Skip to main content
Participating Frequently
March 1, 2021
Question

Need to parse the pdf to get all object from meta-data.

  • March 1, 2021
  • 4 replies
  • 840 views

I need to parse the meta-data of a given PDF file to get counters of different types of objects contained in a pdf and extract the various object. Say object of type "/JavaScript" or "/ObjStm".

This topic has been closed for replies.

4 replies

Brainiac
March 2, 2021

The Cos layer is what you get. It can enumerate all actual objects. If this isn't enough for you, Adobe don't have anything else, but there are many PDF libraries out there.

VS_NoviceAuthor
Participating Frequently
March 2, 2021

Thanks!
Wanted to check is there anything other than the COS layer that can help( I may not aware of it).
Or if   Acrobat SDK has some added functionality for this as compared to PDFL SDK.

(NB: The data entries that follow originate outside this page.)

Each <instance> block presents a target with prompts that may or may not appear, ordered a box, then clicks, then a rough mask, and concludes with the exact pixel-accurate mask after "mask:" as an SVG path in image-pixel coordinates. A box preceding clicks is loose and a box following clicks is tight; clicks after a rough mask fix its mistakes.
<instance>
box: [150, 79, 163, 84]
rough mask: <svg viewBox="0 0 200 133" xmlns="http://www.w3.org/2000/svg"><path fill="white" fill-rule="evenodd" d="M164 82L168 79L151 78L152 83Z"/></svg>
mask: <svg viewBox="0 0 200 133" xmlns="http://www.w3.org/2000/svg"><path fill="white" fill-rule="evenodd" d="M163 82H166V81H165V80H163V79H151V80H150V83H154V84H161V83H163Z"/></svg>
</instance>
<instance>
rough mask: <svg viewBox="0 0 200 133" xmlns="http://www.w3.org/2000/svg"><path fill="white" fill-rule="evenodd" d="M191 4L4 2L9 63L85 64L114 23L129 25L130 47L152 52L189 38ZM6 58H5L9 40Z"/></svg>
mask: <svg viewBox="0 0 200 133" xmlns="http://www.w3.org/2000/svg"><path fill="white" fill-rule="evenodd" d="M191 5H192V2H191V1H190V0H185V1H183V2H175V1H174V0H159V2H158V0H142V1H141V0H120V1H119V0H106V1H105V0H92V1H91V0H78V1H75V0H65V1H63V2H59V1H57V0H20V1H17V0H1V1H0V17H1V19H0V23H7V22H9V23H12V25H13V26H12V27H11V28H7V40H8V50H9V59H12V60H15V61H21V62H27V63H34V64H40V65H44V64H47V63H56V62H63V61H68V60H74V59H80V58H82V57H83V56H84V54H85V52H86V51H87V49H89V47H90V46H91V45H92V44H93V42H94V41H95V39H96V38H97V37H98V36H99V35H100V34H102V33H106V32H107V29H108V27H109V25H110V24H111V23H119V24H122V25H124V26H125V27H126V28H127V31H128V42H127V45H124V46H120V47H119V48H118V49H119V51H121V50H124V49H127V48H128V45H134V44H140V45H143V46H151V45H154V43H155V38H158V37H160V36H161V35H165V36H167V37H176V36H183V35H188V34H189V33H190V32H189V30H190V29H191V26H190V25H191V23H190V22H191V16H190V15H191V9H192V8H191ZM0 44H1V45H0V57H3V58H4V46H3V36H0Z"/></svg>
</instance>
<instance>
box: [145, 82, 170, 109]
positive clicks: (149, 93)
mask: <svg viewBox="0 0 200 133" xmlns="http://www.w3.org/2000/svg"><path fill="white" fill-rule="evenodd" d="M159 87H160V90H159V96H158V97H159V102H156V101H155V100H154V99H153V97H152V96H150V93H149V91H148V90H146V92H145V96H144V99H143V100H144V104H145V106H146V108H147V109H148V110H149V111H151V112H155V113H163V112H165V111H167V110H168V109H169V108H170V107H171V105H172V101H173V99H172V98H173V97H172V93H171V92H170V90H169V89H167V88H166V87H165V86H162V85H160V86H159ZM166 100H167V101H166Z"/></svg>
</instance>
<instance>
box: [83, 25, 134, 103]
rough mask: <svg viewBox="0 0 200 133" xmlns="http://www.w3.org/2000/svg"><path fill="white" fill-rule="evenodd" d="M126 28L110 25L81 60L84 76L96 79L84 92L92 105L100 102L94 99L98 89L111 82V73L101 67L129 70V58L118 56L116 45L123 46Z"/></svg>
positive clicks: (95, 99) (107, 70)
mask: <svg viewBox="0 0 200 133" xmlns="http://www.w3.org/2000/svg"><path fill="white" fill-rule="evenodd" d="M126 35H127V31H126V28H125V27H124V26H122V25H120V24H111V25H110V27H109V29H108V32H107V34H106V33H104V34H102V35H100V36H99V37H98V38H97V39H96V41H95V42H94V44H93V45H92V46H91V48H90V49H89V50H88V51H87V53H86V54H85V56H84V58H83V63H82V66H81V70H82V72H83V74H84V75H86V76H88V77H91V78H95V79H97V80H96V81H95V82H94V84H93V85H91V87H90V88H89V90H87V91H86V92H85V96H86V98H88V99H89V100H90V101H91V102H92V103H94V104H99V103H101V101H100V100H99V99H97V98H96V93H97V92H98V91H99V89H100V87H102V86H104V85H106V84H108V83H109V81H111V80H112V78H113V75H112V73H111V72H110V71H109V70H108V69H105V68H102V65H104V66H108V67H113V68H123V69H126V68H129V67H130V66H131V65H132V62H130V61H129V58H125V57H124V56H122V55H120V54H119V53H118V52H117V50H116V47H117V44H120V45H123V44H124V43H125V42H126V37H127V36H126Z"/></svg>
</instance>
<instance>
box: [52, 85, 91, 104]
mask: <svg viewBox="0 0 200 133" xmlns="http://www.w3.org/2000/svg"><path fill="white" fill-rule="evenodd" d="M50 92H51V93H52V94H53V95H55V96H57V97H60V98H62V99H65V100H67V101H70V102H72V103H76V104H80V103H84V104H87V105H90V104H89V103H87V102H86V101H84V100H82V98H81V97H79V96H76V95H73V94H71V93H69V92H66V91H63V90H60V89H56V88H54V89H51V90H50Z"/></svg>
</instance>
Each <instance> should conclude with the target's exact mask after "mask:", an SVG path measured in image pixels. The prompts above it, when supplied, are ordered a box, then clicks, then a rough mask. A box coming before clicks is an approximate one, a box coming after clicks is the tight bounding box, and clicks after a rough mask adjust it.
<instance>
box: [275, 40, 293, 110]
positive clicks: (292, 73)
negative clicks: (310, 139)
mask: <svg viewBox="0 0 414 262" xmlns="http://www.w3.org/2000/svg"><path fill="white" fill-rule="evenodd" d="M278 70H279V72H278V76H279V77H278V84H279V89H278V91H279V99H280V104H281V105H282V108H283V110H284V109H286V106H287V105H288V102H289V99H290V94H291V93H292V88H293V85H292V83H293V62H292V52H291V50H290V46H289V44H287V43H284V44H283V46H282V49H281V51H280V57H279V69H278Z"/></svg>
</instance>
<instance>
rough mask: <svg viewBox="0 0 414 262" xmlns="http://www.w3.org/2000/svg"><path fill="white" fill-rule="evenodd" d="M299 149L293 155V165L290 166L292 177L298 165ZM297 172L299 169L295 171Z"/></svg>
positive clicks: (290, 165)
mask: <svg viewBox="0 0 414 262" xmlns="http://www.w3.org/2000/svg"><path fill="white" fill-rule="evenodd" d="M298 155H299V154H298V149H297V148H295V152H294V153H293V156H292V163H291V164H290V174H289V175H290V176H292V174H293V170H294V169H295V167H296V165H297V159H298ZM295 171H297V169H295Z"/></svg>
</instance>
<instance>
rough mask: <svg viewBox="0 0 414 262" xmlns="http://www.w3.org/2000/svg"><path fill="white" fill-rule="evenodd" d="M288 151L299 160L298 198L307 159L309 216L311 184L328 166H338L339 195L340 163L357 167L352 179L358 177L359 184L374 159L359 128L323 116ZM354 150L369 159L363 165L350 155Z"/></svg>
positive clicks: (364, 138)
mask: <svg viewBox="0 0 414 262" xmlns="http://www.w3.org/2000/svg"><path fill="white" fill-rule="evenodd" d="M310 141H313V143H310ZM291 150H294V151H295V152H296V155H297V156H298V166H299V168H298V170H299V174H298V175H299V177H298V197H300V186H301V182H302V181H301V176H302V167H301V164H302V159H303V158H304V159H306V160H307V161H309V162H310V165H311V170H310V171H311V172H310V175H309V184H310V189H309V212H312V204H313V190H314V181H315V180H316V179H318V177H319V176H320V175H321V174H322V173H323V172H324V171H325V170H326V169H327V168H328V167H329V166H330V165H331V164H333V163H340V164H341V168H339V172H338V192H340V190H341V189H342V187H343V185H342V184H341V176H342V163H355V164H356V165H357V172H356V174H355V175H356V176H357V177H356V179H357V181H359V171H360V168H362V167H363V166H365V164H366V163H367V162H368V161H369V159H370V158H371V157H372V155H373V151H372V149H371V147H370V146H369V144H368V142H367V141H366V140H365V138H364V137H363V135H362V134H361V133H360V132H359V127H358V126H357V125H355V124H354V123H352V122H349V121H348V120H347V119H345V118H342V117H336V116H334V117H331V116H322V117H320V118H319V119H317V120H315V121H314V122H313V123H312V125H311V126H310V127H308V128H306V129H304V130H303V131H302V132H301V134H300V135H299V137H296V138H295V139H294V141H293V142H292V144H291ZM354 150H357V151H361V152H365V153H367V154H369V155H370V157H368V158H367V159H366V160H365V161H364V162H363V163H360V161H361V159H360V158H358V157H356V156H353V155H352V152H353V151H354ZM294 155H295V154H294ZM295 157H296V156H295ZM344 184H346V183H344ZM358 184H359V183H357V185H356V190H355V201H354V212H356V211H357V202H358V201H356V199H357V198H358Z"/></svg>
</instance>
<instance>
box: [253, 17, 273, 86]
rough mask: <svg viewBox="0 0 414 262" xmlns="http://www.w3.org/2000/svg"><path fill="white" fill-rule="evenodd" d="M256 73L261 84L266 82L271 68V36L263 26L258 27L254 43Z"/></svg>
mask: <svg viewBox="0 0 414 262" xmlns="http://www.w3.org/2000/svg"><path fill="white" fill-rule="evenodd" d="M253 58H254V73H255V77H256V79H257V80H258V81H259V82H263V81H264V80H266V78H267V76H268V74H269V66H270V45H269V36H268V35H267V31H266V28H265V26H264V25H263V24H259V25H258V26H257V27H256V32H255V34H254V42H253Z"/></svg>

I tried using open source libs, those are good but give some internal logic/ number error for a few malicious pdfs. So thought this is the most reliable one to go with.

Brainiac
March 1, 2021

The Cos API gives access to all objects. But not to objstm. 

VS_NoviceAuthor
Participating Frequently
March 2, 2021

Yeah, that's one of the cases.  And I need to maintain a counter of all kinds of objects even "/JS"  and all "/AA". So I need some sort of parser or enumerator.

try67
Adobe Expert
March 1, 2021

This type of objects are not a part of a file's metadata, but the actual data...

VS_NoviceAuthor
Participating Frequently
March 1, 2021

Yeah, true they should be called structural data of PDF.
What I am trying to do is to extract all the structural objects, based on their type, and categorize those, Basically maintaining a counter of objects in each category.

But couldn't find the right set of APIs or not even sure does the SDK enables us with any such kind of functionality.

VS_NoviceAuthor
Participating Frequently
March 1, 2021

I am trying to do with PDF Library SDK for C++.


Any leads would be really helpful.


Thanks in advance!